My favorite, on a par with the mighty might could, is cannot able to (listed under cannot able to be and, commentary notwithstanding, no more "warped" than many an "acceptable" construct).

Forbes on passwords

Wandering through the web (but not necessarily figuring it out as I went along) I ran across a slide show in Forbes on the subject of passwords, with what seems to me mostly reasonable advice.  Some highlights, mostly common-sense stuff that bears repeating:
  • Change important passwords frequently and don't reuse them
  • Use different passwords for different purposes.
    • Important passwords (e.g., for bank accounts) should be unique. 
    • Less important accounts can share passwords, but be aware that if one account is compromised you should consider all of them compromised.
  • Don't choose a password that's ever appeared elsewhere.  This rules out memorable phrases like "We the people of the United States of America".
  • Passwords should contain nothing personally associated with you (basically a version of the previous item).
  • Password managers may be useful.  The advantage is you can use random gibberish and the manager will remember it for you.  The disadvantage is that if the master password is ever cracked, you're completely hosed.

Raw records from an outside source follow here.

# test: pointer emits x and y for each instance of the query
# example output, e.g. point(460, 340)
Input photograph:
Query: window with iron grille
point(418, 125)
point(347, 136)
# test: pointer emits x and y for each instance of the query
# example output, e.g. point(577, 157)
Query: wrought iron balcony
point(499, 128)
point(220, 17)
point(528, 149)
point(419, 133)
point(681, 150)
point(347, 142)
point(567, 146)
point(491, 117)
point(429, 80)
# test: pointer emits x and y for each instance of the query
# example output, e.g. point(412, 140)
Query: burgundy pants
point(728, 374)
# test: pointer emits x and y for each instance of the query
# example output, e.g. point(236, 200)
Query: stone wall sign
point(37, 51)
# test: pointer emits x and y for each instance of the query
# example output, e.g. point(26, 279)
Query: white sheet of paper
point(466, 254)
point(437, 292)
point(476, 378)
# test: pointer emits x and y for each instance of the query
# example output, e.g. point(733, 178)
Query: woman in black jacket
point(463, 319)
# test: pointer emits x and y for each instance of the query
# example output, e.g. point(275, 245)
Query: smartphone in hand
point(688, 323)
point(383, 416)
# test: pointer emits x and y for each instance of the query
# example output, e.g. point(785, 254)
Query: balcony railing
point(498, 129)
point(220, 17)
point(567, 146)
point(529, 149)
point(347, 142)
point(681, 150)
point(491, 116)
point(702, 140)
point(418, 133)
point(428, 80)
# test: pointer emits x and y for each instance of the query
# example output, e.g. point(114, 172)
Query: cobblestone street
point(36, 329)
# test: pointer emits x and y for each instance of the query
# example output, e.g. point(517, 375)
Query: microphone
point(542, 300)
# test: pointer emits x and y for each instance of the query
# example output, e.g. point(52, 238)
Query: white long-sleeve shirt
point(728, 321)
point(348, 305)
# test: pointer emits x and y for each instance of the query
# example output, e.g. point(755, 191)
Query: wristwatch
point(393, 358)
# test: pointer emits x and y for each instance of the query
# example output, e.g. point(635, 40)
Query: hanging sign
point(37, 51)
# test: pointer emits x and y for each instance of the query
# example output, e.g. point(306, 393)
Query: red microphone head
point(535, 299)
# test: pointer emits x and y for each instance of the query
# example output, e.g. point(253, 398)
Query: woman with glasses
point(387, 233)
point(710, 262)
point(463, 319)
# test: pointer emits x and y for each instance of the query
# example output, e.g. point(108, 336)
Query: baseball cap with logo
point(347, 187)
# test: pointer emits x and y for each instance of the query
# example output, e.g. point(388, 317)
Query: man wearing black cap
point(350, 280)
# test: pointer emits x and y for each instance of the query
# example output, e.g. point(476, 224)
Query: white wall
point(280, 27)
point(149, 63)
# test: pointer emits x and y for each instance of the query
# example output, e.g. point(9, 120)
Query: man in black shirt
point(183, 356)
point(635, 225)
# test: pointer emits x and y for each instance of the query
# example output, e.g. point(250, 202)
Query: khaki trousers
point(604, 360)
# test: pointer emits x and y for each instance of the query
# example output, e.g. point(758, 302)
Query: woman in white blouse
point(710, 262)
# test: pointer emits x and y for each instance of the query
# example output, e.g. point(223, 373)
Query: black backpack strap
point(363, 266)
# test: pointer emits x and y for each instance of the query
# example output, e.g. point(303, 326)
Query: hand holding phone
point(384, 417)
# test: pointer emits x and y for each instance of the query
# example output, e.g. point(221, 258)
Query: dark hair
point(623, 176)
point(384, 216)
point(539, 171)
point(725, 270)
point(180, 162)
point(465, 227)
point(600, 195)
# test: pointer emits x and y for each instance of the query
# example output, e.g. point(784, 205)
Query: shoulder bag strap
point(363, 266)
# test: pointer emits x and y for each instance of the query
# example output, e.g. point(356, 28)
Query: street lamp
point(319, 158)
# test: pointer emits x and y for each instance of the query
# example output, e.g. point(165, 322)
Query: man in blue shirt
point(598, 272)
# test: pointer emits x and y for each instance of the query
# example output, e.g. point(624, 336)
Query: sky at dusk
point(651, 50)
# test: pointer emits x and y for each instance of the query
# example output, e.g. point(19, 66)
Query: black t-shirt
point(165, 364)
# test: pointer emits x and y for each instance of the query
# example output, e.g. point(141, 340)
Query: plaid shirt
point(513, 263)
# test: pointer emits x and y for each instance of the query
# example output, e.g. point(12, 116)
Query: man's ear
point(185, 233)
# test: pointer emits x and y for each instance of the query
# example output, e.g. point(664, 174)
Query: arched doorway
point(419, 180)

  • Use HTTPS when logging in.  HTTPS encrypts all connections and uses digital certificates to ensure that you're really talking to whom you think you are (just exactly how secure this system is is a whole other can of worms, but for now let's assume it's basically OK). You can tell if you are because web sites with it start with "https://" instead of "http://" and browsers now indicate whether you have a secure connection
  • Don't type your password into anyone else's machine.
  • Assume that a public WiFi access point is just that, public (the actual slide says to avoid it entirely).  If you're not using an encrypted connection of some sort (HTTPS, SSH, a VPN or such) assume that anyone can see your network traffic, including passwords you type when you log in.  Also assume that any random person can see anything that's publicly shared on your computer (another fine can-o-worms).
  • Don't depend on passwords generated by web sites or random software.  Even if everything's on the up-and-up, it's very easy to get password generation wrong, typically by using a weak random number generator (see this post for more on generating passwords).
  • Archive your important passwords in case of catastrophe, for example by writing them down on a piece of paper and storing it in a safe deposit box that can be opened in an emergency.
  • In general, if you're going to record a password somewhere, do it on a physical medium separate from your computer (see disadvantage of password managers, above).
There are also a few items that don't seem actively harmful, but probably don't help greatly either
  • When replacing letters with numbers and such, use non-obvious numbers, e.g., r7place instead of r3place.  This will add a few bits of entropy, which is good, but not really good enough on its own.  If your base word is in a dictionary of 500,000 words and you replace up to three characters with one of 15 replacements, you have about 30 bits of entropy, which is not that much.
  • Add a number to the end of sentence-based passwords "for extra uniqueness".  Adding a number adds about three bits of entropy.  Meh.
  • Scramble a password when writing it down.  This will make it harder, but not impossible, for someone who finds your written password to figure out the actual password, but it will also make it harder for you to come up with the actual password at two in the morning when you discover you don't quite remember how you scrambled it and the Very Important Site locks out accounts with more than three login failures.  Of course, you could write down how you scrambled it ...
  • Deliberately misspelling words can make passwords more secure.  Yes, but not very much more secure.
  • Use a sentence with lots of words, and include punctuation.  In theory this can work, but in practice people come up with much-less-than-random-words, particularly if the sentence actually makes sense.  Also, surprisingly many systems get indigestion if you try to use a long password.